Tinha visitado o Museu no primeiro dia, para o tédio de Kurt. Para um amante de artes, principalmente plásticas, Finn se impressionava fácil com museus. No horário marcado lá estava ele, agasalhado e fascinado com a demora em o Sol se por. Ansioso com a espera, o alto rapaz puxou um bloquinho que tinha ganhado de presente mais cedo da recepção de seu hotel e começou a observar a arquitetura do Museu Britânico, absorvendo seus detalhes – mesmo que ao longe – enquanto fazia rabiscos aleatórios e precisos no seu esboço.

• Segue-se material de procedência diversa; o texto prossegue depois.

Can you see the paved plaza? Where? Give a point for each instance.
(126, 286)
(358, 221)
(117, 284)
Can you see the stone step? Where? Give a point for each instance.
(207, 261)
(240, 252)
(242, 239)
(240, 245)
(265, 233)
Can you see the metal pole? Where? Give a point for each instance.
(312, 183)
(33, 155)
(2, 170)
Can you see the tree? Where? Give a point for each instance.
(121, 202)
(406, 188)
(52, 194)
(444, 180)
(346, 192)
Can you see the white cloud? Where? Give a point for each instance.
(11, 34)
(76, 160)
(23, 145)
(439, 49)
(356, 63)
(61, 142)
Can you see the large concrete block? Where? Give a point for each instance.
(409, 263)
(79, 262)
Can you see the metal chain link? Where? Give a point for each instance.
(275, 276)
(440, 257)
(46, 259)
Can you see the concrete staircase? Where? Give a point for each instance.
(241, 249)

Cinco e quinze, cinco e vinte, cinco e meia. Estava prestes a desistir e ir embora quando ao jogar o bloquinho de volta ao bolso ele notou uma pequena silhueta do outro lado da rua descer de um táxi e acenando alegre para ele. Rachel, já acostumada com o trânsito não tão intenso de carros, porém com um alto fluxo de ciclistas, atravessou a rua com agilidade e parou ofegante dia dele.

- Desculpe a demora, tive uns probleminhas de última hora para resolver. Quatro dias em Londres e você teve a ousadia de dizer que estava entediado, Finn Hudson? – o desafiou e conseguindo deixá-lo sem jeito.

- Boston tem um ritmo acelerado, muito diferente daqui. Não me culpe por me entediar tão facilmente. – defendeu-se antes de começar a segui-la. Estava curioso do motivo de Rachel ter marcado esse lugar para se encontrarem e não o Piccadilly Circus ou a Oxford Street.

- Vamos Mr. Arquiteto de Boston e de vida agitada. Espero que esteja com fome e que goste de temperos latinos, vamos ao restaurante da Mrs. Lopez.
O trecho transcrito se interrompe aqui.